Tiger doesn't have a third gear. He's an all-in guy, a mortal lock to embrace the moment-to-moment duties of the modern diaper daddy. Anyone who thinks Woods is going to let some nanny, or even Elin, assume the primary parenting responsibilities simply doesn't know the man.
"My father was always there," Woods said on the subject earlier this season. "He was always there if I wanted to talk to him about anything and everything. He would stop what he was doing. If he brought home a bunch of work and he had to get it done that night, he didn't care.
"He would stop and talk to me about whatever I wanted to talk about for however long -- sometimes it would be hours -- and then he'd go back to his work and work until 3 or 4 in the morning and get it done. But I was the priority. That to me is something that I will certainly do."

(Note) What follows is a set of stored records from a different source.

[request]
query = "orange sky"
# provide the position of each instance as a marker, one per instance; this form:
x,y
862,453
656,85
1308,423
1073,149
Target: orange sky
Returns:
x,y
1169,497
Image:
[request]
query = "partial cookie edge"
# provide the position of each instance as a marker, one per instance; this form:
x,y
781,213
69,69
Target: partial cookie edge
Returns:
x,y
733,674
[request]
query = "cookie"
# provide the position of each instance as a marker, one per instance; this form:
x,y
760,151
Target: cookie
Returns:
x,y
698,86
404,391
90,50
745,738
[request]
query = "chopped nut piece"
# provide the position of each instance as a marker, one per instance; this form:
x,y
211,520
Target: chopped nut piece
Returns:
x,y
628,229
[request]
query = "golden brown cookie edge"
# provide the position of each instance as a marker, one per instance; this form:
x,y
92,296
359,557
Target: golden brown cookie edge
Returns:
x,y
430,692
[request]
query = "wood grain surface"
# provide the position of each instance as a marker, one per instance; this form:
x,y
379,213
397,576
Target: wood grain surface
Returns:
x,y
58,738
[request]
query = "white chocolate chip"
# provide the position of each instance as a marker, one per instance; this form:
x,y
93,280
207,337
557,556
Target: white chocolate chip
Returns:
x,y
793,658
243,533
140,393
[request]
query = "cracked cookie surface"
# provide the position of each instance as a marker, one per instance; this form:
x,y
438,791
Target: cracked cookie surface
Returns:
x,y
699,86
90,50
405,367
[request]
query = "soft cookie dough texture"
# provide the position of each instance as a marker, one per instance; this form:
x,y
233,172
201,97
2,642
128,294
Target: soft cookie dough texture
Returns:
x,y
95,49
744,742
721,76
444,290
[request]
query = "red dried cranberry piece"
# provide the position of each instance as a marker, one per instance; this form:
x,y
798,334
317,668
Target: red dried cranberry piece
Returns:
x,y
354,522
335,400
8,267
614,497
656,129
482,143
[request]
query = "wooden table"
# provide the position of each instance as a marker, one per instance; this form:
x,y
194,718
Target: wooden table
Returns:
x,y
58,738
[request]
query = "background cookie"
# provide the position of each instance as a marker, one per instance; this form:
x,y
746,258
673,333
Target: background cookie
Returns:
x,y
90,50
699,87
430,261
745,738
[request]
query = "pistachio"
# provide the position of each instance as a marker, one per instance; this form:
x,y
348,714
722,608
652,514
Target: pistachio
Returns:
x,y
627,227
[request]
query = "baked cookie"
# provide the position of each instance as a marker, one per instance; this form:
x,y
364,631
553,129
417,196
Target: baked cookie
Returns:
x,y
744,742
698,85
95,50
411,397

In the past, his top priority was to massage his game into peaking four times a season. No longer. Priority one is now Tiger II, boy or girl. If Elin looks ready to deliver the third week of July, which is quite possible, Woods won't even bother crossing the Atlantic to defend his British Open title. There will be no beeper in the bag and jet on the runway a la Phil Mickelson at the 1999 U.S. Open; Tiger will simply ship the claret jug to Carnoustie and skip a major for the first time in his pro career, snapping a streak dating back to his debut victory at the 1997 Masters.
"If she's going to have it during the week of the Open, I just don't go," Woods said. "That's the most important thing, not a golf tournament."
Now, nobody is suggesting the 12-time major champion is going to suddenly lose interest in chasing down Nicklaus. Nor will a shift in focus toward fatherhood change the fact that Tiger's top form is the best the game has ever seen. But all proof to the contrary, Woods is supposedly human. His work ethic and all-consuming commitment to domination are bound to slip, if only a little.